Thursday, July 28, 2011

Brazil's Quality Coffee or Capabilities?

A few years back I went to Managua in Nicaragua one of the poorest countries on this side of the world torn through a revolution and war 20 years ago during the Reagan administration. Currently anybody can go and you wouldn't think anything like that happened there. It's peaceful and the political stability is good. Once there I noticed two things; poverty, and how agriculture was one of their biggest industries in the rural locations. Many Americans and International investors were going to Nicaragua for one thing "Coffee Beans". Coffee is the second most traded product in the world after petroleum. Nicaragua hosts one of the cleanest and purest tasting coffees in the world and it's due to the numerous volcanoes in the regions and is very similar to Hawaii's world re-known coffee taste. Colombia is considered the richest tasting coffee beans in the world and it's clearly due to the high elevation where they are being produced. The list of high quality beans extends to Ethiopia, Indonesia, India, Jamaica, Kenya, etc. In quality, the perfect bean is based upon the combination of soil quality, climate, and the higher the altitude, the better the quality.
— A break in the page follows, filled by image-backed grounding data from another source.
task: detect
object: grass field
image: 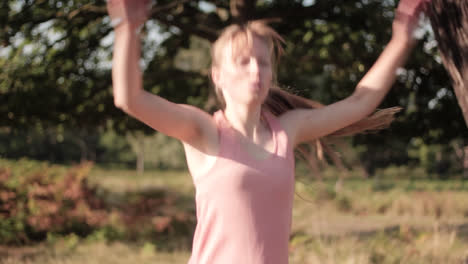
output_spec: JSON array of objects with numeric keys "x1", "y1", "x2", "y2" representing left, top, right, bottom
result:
[{"x1": 1, "y1": 167, "x2": 468, "y2": 264}]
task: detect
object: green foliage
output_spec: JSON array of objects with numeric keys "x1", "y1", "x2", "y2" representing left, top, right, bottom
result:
[
  {"x1": 407, "y1": 138, "x2": 464, "y2": 178},
  {"x1": 0, "y1": 126, "x2": 186, "y2": 170},
  {"x1": 374, "y1": 165, "x2": 427, "y2": 180},
  {"x1": 371, "y1": 177, "x2": 396, "y2": 192},
  {"x1": 1, "y1": 0, "x2": 467, "y2": 173},
  {"x1": 315, "y1": 184, "x2": 337, "y2": 201},
  {"x1": 85, "y1": 224, "x2": 126, "y2": 243},
  {"x1": 97, "y1": 128, "x2": 136, "y2": 167},
  {"x1": 0, "y1": 127, "x2": 100, "y2": 164},
  {"x1": 141, "y1": 133, "x2": 186, "y2": 170}
]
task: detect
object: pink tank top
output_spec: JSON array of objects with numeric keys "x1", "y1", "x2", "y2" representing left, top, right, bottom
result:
[{"x1": 187, "y1": 110, "x2": 295, "y2": 264}]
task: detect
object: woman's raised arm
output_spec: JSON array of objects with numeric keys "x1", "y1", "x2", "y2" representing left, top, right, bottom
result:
[
  {"x1": 108, "y1": 0, "x2": 216, "y2": 148},
  {"x1": 280, "y1": 0, "x2": 428, "y2": 145}
]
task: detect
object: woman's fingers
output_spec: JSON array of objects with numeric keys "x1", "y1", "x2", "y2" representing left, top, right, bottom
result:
[
  {"x1": 394, "y1": 0, "x2": 430, "y2": 34},
  {"x1": 391, "y1": 0, "x2": 429, "y2": 43},
  {"x1": 106, "y1": 0, "x2": 152, "y2": 28},
  {"x1": 396, "y1": 0, "x2": 430, "y2": 19}
]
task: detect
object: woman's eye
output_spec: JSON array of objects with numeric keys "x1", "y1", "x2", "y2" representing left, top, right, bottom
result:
[
  {"x1": 259, "y1": 60, "x2": 269, "y2": 66},
  {"x1": 240, "y1": 58, "x2": 249, "y2": 65}
]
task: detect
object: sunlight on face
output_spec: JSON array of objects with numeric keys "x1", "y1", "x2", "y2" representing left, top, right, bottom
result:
[{"x1": 217, "y1": 32, "x2": 273, "y2": 107}]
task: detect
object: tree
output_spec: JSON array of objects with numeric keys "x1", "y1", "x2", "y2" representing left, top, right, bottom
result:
[{"x1": 1, "y1": 0, "x2": 466, "y2": 174}]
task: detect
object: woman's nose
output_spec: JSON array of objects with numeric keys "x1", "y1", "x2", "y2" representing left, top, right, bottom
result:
[{"x1": 249, "y1": 58, "x2": 260, "y2": 75}]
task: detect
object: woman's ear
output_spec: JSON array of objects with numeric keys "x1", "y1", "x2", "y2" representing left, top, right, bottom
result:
[{"x1": 211, "y1": 66, "x2": 222, "y2": 88}]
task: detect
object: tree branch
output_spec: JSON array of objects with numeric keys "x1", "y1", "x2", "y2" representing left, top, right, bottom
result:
[
  {"x1": 253, "y1": 0, "x2": 341, "y2": 21},
  {"x1": 230, "y1": 0, "x2": 257, "y2": 24},
  {"x1": 151, "y1": 12, "x2": 220, "y2": 42}
]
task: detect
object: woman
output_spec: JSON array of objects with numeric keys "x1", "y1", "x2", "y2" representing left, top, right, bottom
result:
[{"x1": 107, "y1": 0, "x2": 427, "y2": 263}]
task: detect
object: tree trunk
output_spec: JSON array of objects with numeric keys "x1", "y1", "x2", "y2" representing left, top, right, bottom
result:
[
  {"x1": 136, "y1": 135, "x2": 145, "y2": 175},
  {"x1": 126, "y1": 132, "x2": 145, "y2": 174},
  {"x1": 464, "y1": 146, "x2": 468, "y2": 179},
  {"x1": 76, "y1": 137, "x2": 88, "y2": 163}
]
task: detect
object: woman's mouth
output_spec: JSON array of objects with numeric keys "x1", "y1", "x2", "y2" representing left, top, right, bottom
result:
[{"x1": 250, "y1": 81, "x2": 261, "y2": 90}]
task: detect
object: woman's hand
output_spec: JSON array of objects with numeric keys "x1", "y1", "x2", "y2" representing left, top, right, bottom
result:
[
  {"x1": 107, "y1": 0, "x2": 151, "y2": 30},
  {"x1": 392, "y1": 0, "x2": 430, "y2": 45}
]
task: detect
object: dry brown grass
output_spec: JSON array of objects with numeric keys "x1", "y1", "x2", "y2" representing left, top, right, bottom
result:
[
  {"x1": 2, "y1": 168, "x2": 468, "y2": 264},
  {"x1": 0, "y1": 242, "x2": 191, "y2": 264}
]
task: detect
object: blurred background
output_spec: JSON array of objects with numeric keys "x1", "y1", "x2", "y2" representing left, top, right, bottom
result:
[{"x1": 1, "y1": 0, "x2": 467, "y2": 263}]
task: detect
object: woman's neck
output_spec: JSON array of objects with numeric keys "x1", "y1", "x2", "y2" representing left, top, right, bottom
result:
[{"x1": 223, "y1": 104, "x2": 263, "y2": 140}]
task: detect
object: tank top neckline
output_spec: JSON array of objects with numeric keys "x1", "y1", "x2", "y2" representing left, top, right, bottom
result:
[{"x1": 216, "y1": 109, "x2": 278, "y2": 162}]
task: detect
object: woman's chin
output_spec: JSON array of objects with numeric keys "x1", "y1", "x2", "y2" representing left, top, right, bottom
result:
[
  {"x1": 250, "y1": 84, "x2": 269, "y2": 96},
  {"x1": 246, "y1": 90, "x2": 268, "y2": 105}
]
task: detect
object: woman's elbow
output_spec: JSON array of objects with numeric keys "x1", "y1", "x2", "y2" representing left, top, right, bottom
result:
[
  {"x1": 349, "y1": 90, "x2": 380, "y2": 117},
  {"x1": 114, "y1": 97, "x2": 133, "y2": 113}
]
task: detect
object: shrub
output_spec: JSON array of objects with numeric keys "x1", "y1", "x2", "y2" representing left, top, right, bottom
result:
[
  {"x1": 0, "y1": 159, "x2": 107, "y2": 244},
  {"x1": 335, "y1": 195, "x2": 353, "y2": 212},
  {"x1": 0, "y1": 159, "x2": 195, "y2": 246}
]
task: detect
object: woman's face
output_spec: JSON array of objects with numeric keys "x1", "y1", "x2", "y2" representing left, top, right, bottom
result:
[{"x1": 214, "y1": 33, "x2": 273, "y2": 108}]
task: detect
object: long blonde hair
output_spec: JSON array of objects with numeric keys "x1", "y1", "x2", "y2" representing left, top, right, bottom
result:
[{"x1": 210, "y1": 21, "x2": 401, "y2": 174}]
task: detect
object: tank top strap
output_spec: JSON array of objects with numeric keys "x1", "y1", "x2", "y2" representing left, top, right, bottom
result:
[
  {"x1": 214, "y1": 109, "x2": 292, "y2": 160},
  {"x1": 213, "y1": 110, "x2": 226, "y2": 127},
  {"x1": 213, "y1": 110, "x2": 236, "y2": 135},
  {"x1": 212, "y1": 110, "x2": 239, "y2": 159},
  {"x1": 262, "y1": 110, "x2": 292, "y2": 159}
]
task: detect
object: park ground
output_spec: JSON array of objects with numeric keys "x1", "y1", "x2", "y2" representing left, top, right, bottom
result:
[{"x1": 1, "y1": 166, "x2": 468, "y2": 264}]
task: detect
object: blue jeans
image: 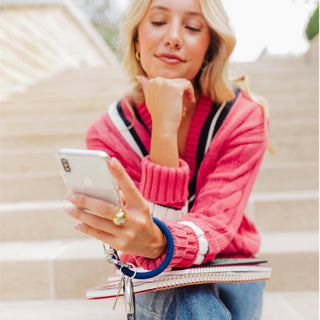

For the first time I drank real coffee from Nicaragua and let me tell you, it gives you a lasting impression. As I headed north into the county I noticed the higher elevations and I started noticing the fields of coffee and the companies. Once, a truck was full of coffee was ready to be shipped to Costa Rica. It seems like Starbucks was only buying from Costa Rica and not Nicaragua. I was told that it was being sent to the U.S. with the label that said “produced in Costa Rica.”

Currently, Brazil grows roughly a third of the world's coffee and exports it through the ports of Santos, while re-known coffee from Colombia only produces 12%. Below is a map of the top coffee country producers in the world.

I was surprised to see Brazil at number one but after awhile you notice that it's cheaper and easier to get it from Brazil because of the mass production of coffee, great infrastructure, great branding, the ease of doing business in terms of exporting, and the supply chain to the U.S. was direct. Keep in mind, the top coffee consumers in the western hemisphere are the U.S. and Brazil, so it wasn't a shock to see that Brazil was a top producer of coffee.

Although Colombia and Nicaragua are better in quality and closer to the U.S., their economy is poor and their infrastructure is underdeveloped, which makes transporting to the coffee processing plants a difficult task. In addition, Nicaraguan coffee was not imported into the United States because of the political differences between the U.S. and Nicaraguan governments, but just recently U.S. allowed the importation of coffee from Nicaragua, which is the reason for the large number of international investors who are going to Nicaragua and buying land.

Three things I learned from this trip: the taste of real coffee, the advantage of a country with a sound infrastructure, and how Brazil leverages all its capabilities to brand its coffee as one of the best in the world.